Riksbank’s Rate Plans Draw Focus as Prices Spike
Sweden’s central bank will this week reveal if a buoyant economic recovery and inflation that is heading toward the fastest since 2008 are reason enough to bring forward plans for tightening monetary policy.
Economists don’t expect the Riksbank to change its interest rate on Tuesday, while investors are focusing on whether officials reckon the benchmark, now at zero, should increase by the third quarter of 2024. They have so far indicated no change by then.
The central bank is currently tapering its 700-billion-kronor ($80 billion) asset-purchase program, and earlier unwinding of that hoard is also possible.
In contrast to neighboring Norway, which is poised to raise rates this week, the Riksbank has been one of the more dovish central banks in the advanced world until now. Officials have insisted Sweden’s inflation spike is temporary, with the delta variant of the coronavirus still clouding the outlook in the biggest Nordic economy.
“We think that the board is coming closer to signaling some probability of a rate hike at the end of the forecasting horizon,” SEB strategists Olle Holmgren and Lina Fransson said in a research report. Still, “we think the board will wait for more confirmation that the recovery is on track.“
Swedish fixed-income investors are split on the outcome of the decision. A majority of 58% reckon the Riksbank will keep the same outlook for its key rate throughout the forecasting period, while about 38% predict the rate path will indicate some probability for a hike, according to according to a survey by SEB released Monday.

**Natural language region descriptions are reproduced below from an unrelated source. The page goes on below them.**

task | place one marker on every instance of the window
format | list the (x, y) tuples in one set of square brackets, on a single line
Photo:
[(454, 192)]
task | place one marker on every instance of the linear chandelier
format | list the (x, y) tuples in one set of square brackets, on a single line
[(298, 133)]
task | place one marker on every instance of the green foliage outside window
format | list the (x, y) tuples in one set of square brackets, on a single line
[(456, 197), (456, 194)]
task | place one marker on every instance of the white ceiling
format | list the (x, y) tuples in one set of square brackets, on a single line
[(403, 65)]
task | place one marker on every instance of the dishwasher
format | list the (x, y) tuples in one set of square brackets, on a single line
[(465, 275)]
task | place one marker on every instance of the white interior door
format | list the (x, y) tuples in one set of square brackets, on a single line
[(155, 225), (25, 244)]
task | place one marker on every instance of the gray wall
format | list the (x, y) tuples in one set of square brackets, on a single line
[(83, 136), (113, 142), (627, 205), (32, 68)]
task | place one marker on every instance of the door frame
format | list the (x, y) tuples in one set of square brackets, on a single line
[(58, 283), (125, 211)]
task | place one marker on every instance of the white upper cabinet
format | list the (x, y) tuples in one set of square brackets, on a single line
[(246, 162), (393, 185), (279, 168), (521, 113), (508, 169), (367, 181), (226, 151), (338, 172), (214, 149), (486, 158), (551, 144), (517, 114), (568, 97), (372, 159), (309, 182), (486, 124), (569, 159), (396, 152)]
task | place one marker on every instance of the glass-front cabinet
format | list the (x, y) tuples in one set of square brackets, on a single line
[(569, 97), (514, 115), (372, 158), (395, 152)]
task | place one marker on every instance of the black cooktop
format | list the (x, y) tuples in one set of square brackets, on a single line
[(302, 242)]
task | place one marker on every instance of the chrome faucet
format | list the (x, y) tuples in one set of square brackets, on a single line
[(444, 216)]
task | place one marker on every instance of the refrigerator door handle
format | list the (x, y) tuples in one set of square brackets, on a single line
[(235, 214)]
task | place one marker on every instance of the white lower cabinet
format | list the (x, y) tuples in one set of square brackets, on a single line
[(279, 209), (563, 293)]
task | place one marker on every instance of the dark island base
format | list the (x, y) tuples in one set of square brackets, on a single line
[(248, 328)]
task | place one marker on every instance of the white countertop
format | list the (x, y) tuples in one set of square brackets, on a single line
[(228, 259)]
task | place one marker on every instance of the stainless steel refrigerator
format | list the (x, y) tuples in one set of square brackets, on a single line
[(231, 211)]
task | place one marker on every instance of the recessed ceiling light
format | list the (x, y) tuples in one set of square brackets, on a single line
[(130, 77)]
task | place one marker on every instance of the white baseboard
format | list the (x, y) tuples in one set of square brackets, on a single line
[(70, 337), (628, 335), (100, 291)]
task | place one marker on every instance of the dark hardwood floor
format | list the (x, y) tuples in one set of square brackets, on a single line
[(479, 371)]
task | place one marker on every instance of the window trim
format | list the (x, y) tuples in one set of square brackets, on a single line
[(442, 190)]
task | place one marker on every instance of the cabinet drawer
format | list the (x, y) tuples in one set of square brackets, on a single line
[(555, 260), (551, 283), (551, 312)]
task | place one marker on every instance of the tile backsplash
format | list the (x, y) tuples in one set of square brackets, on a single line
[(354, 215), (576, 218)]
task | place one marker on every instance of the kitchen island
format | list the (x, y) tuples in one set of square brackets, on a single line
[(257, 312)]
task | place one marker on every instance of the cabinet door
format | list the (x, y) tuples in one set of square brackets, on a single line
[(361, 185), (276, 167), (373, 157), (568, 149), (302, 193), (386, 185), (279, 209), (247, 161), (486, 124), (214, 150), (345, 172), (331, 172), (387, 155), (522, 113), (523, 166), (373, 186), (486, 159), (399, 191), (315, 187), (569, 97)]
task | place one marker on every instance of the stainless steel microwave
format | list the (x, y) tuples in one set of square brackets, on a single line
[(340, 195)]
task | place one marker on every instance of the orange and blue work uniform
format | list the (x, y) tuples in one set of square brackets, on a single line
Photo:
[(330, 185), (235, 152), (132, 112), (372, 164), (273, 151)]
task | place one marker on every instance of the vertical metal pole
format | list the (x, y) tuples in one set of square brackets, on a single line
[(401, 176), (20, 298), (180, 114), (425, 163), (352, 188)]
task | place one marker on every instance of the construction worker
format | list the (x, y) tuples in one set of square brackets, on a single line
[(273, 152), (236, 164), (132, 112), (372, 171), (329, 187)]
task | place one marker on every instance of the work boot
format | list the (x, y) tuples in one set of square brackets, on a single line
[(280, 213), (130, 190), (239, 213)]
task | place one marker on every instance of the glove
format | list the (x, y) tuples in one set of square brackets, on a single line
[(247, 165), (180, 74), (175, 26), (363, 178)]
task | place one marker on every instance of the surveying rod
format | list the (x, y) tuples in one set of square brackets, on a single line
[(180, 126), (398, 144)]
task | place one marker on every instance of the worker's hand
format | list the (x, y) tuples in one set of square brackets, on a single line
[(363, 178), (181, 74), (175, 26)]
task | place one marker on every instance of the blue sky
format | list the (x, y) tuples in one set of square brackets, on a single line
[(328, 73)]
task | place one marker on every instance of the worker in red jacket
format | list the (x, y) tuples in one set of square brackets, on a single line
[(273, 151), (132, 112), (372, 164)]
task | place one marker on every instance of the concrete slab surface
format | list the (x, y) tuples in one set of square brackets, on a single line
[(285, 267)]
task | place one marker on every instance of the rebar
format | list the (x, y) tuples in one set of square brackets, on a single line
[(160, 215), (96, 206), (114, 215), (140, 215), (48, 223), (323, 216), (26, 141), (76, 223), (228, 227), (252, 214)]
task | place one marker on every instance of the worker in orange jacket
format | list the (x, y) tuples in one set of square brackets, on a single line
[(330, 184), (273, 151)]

Last month’s faster-than-expected jump in Swedish inflation to 2.4% has added fresh fuel to bets that the Riksbank could shift its position. Price growth may sail above 3% in the coming months, which would be the highest level since 2008, Swedbank said on Friday.

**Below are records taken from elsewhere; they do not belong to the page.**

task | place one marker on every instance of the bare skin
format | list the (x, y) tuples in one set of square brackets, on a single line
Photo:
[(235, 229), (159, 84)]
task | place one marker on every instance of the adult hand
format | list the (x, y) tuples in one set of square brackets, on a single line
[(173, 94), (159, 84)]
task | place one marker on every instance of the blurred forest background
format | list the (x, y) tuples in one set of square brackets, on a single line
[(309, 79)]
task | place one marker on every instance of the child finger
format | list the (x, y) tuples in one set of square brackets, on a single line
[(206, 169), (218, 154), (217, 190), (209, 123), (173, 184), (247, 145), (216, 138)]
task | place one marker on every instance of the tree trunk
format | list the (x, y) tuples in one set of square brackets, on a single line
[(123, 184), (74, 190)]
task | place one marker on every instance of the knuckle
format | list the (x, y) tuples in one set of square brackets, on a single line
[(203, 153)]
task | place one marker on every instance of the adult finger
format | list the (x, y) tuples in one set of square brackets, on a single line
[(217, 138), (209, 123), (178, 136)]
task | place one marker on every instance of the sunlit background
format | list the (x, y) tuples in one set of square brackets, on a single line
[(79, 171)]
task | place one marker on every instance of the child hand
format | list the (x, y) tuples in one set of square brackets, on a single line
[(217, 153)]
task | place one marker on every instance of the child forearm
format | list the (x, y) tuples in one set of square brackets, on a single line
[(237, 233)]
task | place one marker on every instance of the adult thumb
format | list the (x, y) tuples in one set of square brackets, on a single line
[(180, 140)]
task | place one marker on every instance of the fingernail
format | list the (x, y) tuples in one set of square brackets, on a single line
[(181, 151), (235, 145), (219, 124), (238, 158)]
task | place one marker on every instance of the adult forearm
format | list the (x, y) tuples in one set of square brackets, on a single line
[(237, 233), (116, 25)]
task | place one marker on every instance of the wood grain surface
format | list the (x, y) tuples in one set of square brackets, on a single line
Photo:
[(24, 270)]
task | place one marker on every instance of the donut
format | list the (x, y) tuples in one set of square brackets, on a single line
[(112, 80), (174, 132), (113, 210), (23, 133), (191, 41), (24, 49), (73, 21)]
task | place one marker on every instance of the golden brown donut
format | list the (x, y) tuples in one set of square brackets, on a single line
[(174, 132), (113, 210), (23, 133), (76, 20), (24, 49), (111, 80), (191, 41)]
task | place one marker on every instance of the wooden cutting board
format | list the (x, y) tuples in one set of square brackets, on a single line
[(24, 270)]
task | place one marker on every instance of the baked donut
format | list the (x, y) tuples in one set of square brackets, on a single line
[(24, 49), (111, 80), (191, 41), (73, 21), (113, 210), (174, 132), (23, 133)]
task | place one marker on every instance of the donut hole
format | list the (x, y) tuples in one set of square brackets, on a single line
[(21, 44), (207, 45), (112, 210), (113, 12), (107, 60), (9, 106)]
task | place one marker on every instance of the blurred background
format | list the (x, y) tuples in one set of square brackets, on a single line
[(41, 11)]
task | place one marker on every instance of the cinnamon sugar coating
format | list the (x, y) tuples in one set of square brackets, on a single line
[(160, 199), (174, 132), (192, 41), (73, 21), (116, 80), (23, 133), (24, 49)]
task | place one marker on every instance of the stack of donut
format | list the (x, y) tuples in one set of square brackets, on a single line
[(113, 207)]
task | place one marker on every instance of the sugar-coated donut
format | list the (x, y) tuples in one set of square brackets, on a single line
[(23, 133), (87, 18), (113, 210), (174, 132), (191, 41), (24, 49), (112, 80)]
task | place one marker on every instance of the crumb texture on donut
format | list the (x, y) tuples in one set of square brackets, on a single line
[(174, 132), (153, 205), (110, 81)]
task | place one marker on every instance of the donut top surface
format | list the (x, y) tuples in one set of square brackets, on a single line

The export-driven economy continued to beat growth expectations in July, backed by spending on hotel and restaurant services. Sweden has recovered its pre-pandemic output much faster than most industrialized nations.
Riksbank Governor Stefan Ingves has still shrugged off a surge in commodity prices and cost pressures from supply bottlenecks as temporary.
Adjusted for energy prices, the inflation rate targeted by the central bank, CPIF, was at 1.4% in August, below its five-year average. A housing rally is fizzling out, also reducing the pressure on Riksbank.
“There has been a pickup in hawkish bets ahead of the Riksbank rate decision on Tuesday, but we think risk/reward favors a dovish outcome,” Nordea analysts Martin Enlund, Andreas Steno Larsen and Mikael Sarwe said in a report. “Ingves is unlikely to be swayed from his current course by somewhat improved growth estimates and a high inflation outcome.”